Inoltre i genitori, pur non essendo stati loro stessi a passare le giornate con il piccolo, potrebbero essere preoccupati della sua reazione a un ambiente del tutto nuovo ed estraneo.

Esercizi di rilassamento per superare la paura del distacco

L’ansia da separazione può diventare una faccenda seria, tanto da costringere bambini o genitori a cercare un aiuto psicologico nei casi più gravi. Un po’ di timore appare completamente normale, in quanto tipico delle situazioni nuove che ci si presentano. Se, al contrario, la paura del distacco dovessi sfociare in vera e propria angoscia patologica, è il caso di intervenire tempestivamente.

Nell’ipotesi che il vostro bambino non si rassegni alla separazione tipica di quando inizia la scuola, rivolgetevi a uno psicologo specializzato in casi dell’infanzia. Se invece siete voi a non essere in grado di gestire la situazione vi consigliamo, prima di cercare un professionista, di tentare qualche tecnica per combattere l’ansia. Ottimi alleati in questo senso sembrano essere le passeggiate all’aria aperta e lo yoga.

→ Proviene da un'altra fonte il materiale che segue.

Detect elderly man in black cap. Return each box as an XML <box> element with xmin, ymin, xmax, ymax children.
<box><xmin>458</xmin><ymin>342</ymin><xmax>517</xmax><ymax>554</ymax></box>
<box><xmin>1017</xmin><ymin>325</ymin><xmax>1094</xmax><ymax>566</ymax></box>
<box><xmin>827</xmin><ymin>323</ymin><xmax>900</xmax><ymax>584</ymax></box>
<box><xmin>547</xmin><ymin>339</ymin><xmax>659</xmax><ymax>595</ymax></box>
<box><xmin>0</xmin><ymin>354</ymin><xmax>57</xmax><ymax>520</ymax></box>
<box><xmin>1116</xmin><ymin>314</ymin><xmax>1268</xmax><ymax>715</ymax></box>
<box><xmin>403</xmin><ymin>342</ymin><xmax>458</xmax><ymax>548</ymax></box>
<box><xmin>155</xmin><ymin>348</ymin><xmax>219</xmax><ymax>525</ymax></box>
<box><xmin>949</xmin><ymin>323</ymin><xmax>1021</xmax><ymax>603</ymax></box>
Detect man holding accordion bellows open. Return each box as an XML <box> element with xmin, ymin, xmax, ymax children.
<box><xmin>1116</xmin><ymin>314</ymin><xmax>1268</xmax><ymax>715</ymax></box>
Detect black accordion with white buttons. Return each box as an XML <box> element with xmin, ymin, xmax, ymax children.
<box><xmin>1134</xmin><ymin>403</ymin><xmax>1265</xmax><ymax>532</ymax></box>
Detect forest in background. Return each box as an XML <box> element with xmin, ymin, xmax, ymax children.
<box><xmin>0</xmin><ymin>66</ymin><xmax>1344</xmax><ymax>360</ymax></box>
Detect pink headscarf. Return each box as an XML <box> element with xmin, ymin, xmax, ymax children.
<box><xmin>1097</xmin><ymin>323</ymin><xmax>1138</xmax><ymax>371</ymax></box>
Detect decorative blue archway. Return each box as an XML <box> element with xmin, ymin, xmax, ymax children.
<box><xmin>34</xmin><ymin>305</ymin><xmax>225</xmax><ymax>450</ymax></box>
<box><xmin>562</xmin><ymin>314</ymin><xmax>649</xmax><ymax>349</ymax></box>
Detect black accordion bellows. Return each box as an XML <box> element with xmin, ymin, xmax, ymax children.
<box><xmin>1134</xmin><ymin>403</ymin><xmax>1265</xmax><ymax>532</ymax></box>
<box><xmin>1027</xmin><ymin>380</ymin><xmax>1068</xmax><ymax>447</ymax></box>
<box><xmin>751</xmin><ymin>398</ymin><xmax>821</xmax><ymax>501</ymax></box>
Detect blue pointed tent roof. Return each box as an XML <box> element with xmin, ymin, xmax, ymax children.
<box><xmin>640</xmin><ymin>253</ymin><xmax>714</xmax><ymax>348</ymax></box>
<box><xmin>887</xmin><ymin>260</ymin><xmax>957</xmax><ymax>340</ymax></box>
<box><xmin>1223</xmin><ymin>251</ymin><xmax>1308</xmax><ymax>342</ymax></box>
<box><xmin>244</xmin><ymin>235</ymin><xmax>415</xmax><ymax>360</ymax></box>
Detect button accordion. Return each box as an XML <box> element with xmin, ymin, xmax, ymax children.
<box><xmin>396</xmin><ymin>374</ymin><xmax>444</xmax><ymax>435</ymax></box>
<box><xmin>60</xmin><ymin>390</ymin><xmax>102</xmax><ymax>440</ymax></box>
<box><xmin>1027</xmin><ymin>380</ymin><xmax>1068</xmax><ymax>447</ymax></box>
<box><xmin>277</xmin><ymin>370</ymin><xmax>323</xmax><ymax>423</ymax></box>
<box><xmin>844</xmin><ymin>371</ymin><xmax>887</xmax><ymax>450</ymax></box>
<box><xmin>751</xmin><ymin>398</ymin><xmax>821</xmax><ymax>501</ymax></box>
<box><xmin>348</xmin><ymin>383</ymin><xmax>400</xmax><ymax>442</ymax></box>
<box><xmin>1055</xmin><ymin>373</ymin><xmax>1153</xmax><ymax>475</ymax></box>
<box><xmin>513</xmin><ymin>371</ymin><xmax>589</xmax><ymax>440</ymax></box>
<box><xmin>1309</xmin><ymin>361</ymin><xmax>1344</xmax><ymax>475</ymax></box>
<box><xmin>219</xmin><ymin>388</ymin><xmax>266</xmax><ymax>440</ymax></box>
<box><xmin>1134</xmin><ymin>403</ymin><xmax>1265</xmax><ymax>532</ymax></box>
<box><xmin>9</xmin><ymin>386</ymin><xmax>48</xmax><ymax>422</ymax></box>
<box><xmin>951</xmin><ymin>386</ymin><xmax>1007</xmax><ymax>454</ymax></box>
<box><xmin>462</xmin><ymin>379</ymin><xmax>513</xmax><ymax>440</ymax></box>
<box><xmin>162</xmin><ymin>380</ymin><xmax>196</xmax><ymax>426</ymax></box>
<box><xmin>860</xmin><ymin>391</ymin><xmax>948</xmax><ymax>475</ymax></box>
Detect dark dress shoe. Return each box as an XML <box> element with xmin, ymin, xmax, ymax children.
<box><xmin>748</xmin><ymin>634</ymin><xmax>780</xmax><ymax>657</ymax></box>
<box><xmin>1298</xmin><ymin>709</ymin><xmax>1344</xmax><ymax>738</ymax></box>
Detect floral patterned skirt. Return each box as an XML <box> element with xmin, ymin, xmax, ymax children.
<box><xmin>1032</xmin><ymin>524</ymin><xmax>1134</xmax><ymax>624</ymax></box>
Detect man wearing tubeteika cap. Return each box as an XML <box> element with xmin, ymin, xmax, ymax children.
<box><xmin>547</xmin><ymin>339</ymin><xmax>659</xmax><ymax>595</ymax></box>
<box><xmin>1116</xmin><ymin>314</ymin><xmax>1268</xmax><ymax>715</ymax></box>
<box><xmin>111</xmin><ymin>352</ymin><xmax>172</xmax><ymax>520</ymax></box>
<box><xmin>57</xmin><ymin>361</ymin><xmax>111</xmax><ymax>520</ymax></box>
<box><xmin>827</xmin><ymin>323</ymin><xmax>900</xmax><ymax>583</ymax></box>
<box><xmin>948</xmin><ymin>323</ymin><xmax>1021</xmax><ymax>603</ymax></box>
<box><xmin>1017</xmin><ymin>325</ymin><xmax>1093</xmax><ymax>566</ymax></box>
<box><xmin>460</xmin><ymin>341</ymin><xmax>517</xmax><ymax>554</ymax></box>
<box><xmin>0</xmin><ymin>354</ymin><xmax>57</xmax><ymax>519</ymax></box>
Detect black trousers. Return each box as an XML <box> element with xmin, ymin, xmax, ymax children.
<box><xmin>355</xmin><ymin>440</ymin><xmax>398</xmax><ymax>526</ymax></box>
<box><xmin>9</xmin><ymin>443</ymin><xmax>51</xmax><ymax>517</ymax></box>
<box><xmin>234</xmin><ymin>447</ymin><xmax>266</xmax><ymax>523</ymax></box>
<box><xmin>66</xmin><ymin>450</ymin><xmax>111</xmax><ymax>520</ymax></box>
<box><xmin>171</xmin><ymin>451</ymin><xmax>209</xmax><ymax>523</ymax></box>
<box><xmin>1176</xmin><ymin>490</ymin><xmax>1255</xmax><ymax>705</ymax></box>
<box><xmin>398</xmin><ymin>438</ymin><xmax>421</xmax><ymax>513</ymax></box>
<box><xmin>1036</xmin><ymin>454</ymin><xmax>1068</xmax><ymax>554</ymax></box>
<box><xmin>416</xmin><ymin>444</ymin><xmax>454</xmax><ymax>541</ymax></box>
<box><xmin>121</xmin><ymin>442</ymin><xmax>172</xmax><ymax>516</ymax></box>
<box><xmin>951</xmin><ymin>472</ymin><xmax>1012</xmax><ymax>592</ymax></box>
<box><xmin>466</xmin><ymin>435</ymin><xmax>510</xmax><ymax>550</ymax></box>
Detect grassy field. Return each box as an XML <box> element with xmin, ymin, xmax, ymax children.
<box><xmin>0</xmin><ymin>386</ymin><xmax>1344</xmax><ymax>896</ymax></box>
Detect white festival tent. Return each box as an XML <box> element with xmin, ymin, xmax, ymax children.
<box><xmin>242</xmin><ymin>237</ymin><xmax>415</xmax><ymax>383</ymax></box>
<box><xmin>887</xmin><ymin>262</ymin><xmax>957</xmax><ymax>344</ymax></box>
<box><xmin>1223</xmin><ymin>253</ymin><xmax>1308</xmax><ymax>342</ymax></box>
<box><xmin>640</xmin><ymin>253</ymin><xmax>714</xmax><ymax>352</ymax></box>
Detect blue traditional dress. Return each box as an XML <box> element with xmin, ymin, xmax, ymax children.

Tali discipline, infatti, permettono di rilassare sia il corpo sia la mente.

5 mosse per superare la paura

Insomma, quando inizia la scuola primaria si verifica normalmente una convergenza tra le ansie dei piccoli e quelle dei grandi. Non incorrete nell’errore di lasciare che queste si sommino. Ricordate che gli adulti siete voi e che i vostri figli, al contrario, devono sentirsi a tutti gli effetti protagonisti di questo momento. Evitate di ingenerare in loro ulteriori paure, facendo presente che vi mancheranno, ma al contrario cercate di canalizzare positivamente la loro eccitazione mostrandovi voi per primi tranquilli e sereni.

Coinvolgete il bambino nelle attività più divertenti che precedono l’inizio della scuola: non lasciate che scelga solo lo zaino, ma andate insieme alla ricerca di astucci, penne, quaderni e tutto l’occorrente. Proponetegli questa nuova esperienza proprio come se fosse un’avventura, in modo che in loro cresca l’emozione ma non l’ansia. Nella nuova scuola si potranno conoscere nuovi amici e imparare molte cose nuove.